A puzzle game developed by German studio Starbyte and a unique take on the "nikakudori" variant of mahjong solitaire.

Overview

Sarakon is a mahjong solitaire game developed and published by Starbyte for MS-DOS, Amiga, and Atari ST computers in Germany in 1990, with a release in other parts of Europe by Virgin Mastertronic in 1991. It was also ported to the Commodore 64 by Digital Excess in 1990.

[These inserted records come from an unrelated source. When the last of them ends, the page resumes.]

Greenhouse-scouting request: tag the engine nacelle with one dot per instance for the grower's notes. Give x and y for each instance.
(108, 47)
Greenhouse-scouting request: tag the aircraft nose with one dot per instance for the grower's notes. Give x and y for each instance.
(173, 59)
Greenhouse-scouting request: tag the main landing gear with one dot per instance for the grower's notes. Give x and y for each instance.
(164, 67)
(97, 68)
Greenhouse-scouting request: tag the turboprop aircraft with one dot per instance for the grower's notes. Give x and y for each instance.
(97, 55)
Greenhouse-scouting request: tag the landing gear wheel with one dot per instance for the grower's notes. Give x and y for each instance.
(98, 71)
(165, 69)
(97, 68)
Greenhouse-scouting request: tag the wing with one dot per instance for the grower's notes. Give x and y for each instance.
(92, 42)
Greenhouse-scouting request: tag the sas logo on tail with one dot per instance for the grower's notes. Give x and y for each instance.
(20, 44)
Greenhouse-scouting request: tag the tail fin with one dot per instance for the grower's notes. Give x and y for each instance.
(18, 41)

One of the earliest games based on the "nikakudori" variant of mahjong solitaire (where all tiles are "open", but can only be matched if a path of 1-3 orthogonal line segments can be imagined between them that touches no other tile), Sarakon includes a simple tileset (resembling runes carved on stone tablets) and some unique gameplay differences:

  • Rather than a simple unstacked rectangle, the game has formations with up to three layers of tiles (tan at the bottom, then reddish-brown, then grey). Upper tiles can obscure lower tiles (requiring them to be cleared first). Depending on the difficulty level, tiles can either match only on the same layer (Game A) or can match onto lower layers (Game B).
  • The game uses 16×6 grid, and the nikakudori path cannot exceed outside the edges of the grid (making it difficult with tiles along the edges).
  • The game includes two unique tiles: Special Stones (which stops the timer for 10 seconds) and Joker (which allow players to clear all copies of a particular tile). Players are given a limited amount of free Joker clears from the start on each stage.

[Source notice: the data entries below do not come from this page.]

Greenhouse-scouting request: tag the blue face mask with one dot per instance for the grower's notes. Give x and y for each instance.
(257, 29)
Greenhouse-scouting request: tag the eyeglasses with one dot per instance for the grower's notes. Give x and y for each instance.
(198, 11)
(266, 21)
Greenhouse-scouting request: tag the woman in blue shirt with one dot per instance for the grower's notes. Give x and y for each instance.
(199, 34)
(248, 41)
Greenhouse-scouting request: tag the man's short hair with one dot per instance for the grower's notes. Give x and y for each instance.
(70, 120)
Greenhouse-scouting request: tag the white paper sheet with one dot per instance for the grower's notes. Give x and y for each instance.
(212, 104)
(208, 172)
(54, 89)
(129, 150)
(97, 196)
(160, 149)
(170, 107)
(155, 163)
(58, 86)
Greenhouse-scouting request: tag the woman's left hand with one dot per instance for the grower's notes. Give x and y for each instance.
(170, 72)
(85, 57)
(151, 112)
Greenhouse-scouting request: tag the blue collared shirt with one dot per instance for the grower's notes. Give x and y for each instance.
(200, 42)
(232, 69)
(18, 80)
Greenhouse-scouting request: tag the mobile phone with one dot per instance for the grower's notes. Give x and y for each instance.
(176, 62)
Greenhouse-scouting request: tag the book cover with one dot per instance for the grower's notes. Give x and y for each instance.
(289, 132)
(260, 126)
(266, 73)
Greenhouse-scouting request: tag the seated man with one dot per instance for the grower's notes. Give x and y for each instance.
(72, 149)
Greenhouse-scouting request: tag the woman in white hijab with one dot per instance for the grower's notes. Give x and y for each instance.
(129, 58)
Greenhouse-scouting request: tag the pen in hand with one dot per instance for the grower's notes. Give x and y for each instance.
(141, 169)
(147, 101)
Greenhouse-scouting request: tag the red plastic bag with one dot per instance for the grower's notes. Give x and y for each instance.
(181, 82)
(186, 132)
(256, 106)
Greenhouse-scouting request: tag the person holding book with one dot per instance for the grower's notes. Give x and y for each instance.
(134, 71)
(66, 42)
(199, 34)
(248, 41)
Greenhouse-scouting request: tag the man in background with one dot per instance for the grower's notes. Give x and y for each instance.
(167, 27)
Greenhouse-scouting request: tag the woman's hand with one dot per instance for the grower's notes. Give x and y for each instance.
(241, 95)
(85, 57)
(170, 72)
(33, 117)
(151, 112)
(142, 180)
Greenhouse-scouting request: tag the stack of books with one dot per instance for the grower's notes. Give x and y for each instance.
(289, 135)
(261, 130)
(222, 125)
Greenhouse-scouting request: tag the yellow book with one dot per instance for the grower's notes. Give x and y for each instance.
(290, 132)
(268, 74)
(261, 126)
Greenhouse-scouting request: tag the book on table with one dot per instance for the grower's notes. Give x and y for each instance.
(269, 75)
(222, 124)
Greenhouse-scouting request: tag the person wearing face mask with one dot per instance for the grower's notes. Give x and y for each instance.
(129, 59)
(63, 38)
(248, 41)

The game includes 40 stages in total, with every third level being one of two types of bonus stages: one where players start with two pairs of tiles and must score as much as they can (as matching pairs cause two additional pairs to enter the board at random locations), and one based on concentration (where all tiles start face-down and can only be flipped over two-at-a-time, with matching tiles clearing them). Players are timed on each stage, and the game ends when the timer reaches zero on a normal stage. Although there are no continues from where they left off, passwords are given for each 10 stages.

A Game Boy version was in development in 1992, but was cancelled. A prototype version was later discovered.